Тухачевский усмехнулся еще шире.
— Ерунда, Таня… Поверишь ли, я в жизни лично ни одной капли крови зря не пролил. Вот доктор — так тот морями кровь человеческую пил…
Девушка, казалось была очень обрадована, — Правда, правда?.. Я так и чувствовала, что ты вовсе не жестокий человек.
Она вздохнула с облегчением. Мужчины, улыбаясь, посмотрели на ее оживленное счастливое лицо. Зачем было ей объяснять, что не сам Тухачевский, а люди по его приказу проливали кровь? И проливали не морями даже, а океанами и не «зря». Зачем отравлять ее юную душу ужасами гражданской войны?
— Ну, конечно, Михаил Николаевич вовсе не жесток, — подтвердил старый доктор. — Вот вам и со мной пример… Дело было так: при одном отступлении из-под Гродно комиссар моего полка сбросил раненых с подвод и приказал нагрузить их всякой партлитературой, А я взбеленился, отстегал его нагайкой (он даже револьвера не вынул: просто удрал), опять нагрузил раненых и вывез их в тыл… Заварилось дело. Еще, слава Богу, что хаос был, отступление, не сразу все выяснилось. Но для меня дело складывалось совсем плохо — комиссар всегда прав. И вот на мое счастье довелось мне с Михаилом Николаевичем об этом деле поговорить. Он и шепнул мне — дезертировать в Восточную Пруссию и там интернироваться… Ведь все равно — даже его, командарма, покровительство не спасло бы меня от мести комиссаров. А ведь он и сам кое-чем рисковал, давая такой совет. Я так и поступил и тем спас свою голову.

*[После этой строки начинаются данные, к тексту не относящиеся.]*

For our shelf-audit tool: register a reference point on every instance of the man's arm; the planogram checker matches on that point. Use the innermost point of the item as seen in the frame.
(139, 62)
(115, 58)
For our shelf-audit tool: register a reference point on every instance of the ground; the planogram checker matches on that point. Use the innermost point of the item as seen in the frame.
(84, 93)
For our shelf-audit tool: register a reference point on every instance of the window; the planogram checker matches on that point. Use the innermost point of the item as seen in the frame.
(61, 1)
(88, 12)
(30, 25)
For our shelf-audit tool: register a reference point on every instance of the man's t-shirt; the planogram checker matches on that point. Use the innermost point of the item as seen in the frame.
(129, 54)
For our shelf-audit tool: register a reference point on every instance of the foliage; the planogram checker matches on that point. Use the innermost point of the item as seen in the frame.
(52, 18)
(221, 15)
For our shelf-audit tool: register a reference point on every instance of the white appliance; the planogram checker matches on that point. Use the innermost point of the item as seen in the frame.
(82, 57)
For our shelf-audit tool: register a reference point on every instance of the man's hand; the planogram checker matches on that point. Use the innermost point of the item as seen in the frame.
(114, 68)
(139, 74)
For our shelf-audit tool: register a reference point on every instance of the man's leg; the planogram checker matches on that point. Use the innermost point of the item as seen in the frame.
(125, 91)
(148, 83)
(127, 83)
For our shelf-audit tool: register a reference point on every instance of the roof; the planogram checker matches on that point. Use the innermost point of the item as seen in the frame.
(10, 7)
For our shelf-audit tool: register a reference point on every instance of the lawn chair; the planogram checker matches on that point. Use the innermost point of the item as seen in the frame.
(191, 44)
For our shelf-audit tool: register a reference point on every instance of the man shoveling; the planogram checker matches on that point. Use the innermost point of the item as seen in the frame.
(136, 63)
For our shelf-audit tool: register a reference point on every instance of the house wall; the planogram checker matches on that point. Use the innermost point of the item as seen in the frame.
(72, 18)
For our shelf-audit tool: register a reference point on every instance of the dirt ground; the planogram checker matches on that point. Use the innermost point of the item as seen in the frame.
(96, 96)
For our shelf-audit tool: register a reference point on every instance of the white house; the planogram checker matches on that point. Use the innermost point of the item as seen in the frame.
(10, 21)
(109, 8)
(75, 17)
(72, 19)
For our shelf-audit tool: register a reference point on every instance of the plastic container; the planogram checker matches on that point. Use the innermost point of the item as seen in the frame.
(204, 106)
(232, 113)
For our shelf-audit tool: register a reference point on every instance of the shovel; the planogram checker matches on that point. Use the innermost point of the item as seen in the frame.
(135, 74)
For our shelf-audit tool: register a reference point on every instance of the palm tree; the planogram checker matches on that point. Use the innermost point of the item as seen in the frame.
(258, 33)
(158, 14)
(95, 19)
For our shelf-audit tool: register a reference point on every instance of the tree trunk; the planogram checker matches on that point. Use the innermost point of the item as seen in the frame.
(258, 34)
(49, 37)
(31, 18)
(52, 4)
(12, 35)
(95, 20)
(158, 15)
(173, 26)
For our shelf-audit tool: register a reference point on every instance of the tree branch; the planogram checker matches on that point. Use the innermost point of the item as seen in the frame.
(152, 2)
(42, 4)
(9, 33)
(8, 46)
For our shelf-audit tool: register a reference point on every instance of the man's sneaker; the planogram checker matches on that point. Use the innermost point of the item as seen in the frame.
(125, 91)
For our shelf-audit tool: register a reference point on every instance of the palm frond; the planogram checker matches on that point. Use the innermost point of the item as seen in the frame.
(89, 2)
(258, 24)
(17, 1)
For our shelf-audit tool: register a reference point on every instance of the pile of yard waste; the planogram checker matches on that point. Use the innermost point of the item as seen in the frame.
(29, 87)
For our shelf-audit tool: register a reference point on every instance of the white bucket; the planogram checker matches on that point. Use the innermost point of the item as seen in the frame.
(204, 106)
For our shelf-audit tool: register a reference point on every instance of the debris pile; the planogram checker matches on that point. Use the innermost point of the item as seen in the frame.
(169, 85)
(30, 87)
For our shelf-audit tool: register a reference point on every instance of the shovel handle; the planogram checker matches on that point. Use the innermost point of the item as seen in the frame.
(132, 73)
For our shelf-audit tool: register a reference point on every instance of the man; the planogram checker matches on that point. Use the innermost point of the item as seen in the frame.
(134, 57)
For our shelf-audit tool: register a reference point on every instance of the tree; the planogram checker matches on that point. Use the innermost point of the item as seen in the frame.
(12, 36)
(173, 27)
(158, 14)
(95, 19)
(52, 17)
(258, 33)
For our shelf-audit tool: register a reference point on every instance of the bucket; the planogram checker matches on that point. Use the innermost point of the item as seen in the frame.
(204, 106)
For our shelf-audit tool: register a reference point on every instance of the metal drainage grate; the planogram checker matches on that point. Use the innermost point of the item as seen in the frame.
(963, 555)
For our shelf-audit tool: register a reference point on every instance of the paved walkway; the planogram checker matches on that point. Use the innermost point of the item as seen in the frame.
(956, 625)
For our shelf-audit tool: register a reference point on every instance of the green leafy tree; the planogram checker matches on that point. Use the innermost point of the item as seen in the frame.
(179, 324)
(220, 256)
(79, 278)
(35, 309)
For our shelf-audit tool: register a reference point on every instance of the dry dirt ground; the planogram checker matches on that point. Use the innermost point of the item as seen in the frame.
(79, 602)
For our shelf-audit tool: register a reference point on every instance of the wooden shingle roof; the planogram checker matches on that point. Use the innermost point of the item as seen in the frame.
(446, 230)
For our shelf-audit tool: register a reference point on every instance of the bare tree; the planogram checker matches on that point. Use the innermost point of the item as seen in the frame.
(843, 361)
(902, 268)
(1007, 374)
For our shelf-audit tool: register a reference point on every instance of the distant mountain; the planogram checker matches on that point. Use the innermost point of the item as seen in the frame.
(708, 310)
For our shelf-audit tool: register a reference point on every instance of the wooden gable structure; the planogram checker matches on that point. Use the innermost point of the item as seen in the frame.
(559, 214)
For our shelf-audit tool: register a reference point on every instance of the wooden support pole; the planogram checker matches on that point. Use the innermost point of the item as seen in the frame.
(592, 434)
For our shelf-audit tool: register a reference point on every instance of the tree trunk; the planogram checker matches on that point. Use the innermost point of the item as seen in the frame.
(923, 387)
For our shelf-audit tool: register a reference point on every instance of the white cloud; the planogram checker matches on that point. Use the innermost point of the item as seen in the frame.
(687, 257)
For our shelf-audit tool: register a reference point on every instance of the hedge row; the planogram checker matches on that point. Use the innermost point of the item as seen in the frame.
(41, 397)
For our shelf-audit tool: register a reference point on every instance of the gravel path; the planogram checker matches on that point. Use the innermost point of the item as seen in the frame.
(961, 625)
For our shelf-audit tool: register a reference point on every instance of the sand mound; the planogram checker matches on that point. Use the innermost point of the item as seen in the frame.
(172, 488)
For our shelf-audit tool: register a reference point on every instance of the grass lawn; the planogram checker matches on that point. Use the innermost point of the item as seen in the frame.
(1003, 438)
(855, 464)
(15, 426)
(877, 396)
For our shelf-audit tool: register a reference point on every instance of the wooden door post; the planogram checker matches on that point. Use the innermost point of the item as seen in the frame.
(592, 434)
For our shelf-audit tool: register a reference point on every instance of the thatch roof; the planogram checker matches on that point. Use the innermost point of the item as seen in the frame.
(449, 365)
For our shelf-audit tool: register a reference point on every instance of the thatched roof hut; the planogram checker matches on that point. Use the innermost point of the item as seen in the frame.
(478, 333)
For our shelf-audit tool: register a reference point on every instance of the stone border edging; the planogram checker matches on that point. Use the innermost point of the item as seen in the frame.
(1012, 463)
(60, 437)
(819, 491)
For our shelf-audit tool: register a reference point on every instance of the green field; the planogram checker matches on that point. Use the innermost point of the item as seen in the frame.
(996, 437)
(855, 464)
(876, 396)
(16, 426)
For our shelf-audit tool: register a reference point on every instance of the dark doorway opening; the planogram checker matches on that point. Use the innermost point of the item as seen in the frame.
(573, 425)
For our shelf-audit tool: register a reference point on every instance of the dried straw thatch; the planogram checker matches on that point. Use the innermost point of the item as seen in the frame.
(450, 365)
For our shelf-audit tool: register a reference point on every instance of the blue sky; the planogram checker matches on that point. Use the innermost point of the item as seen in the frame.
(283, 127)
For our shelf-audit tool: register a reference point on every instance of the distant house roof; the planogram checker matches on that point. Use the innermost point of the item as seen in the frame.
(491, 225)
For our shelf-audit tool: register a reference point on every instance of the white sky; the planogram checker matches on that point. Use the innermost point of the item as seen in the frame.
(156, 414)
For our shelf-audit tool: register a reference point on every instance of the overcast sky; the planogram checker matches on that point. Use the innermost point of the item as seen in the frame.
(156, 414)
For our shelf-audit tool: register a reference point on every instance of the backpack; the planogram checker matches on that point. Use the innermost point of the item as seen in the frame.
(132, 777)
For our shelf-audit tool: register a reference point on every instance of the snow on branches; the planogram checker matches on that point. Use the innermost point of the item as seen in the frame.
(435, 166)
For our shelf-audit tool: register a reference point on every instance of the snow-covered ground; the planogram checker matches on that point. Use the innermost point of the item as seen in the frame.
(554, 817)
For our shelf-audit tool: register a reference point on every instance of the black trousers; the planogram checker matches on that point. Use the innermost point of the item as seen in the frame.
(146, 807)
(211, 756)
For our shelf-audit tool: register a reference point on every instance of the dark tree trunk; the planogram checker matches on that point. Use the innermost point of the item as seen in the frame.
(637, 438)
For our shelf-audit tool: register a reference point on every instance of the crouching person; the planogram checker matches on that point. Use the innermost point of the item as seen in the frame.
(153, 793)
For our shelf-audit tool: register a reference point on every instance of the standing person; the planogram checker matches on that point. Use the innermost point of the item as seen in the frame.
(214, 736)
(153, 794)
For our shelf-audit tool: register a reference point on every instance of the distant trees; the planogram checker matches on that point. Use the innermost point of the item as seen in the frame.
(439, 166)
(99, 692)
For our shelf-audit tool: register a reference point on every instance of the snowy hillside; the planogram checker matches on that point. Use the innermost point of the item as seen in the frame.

— Ну, конечно же, ты, Миша, добрый! В этом я всегда была уверена.
Маршал мягко усмехнулся и погладил пальцы девушки, сжимавшие бокал с шампанским.
— А видишь ли, Таня, есть жестокость и есть безжалостность. И это никак не одно и то же.
— Как так?
— Да уж так, — уклонился от ответа Тухачевский. — Мало еще тебе лет, чтобы это понять. Давай лучше вот попросим нашего доктора порассказать нам о здешнем житье-бытье.
Оживленно и весело прошло еще полчаса. Настороженность Тухачевского к неожиданному гостю прошла; он снял свой пиджак (он был в штатском костюме) и, видимо, чувствовал себя очень уютно. Ужин удавался на славу. Таня была весела, как птичка, доктор мягко остроумен и деликатен, а время шло незаметно. Наконец, Тухачевский заметил, что старый его сослуживец хочет его о чем-то спросить, но никак не решается.
— В чем дело, доктор? Вы словно застенчивым стали. О чем-то хотите меня спросить?
— Вы угадали, — нерешительно ответил старый врач. — Уж если мы так, по-дружески откровенно, говорим, то разрешите мне задать вам один серьезный вопрос. Многого мы, эмигранты, в советской действительности не понимаем. Эти вот последние политические процессы совсем выбили нас из седла.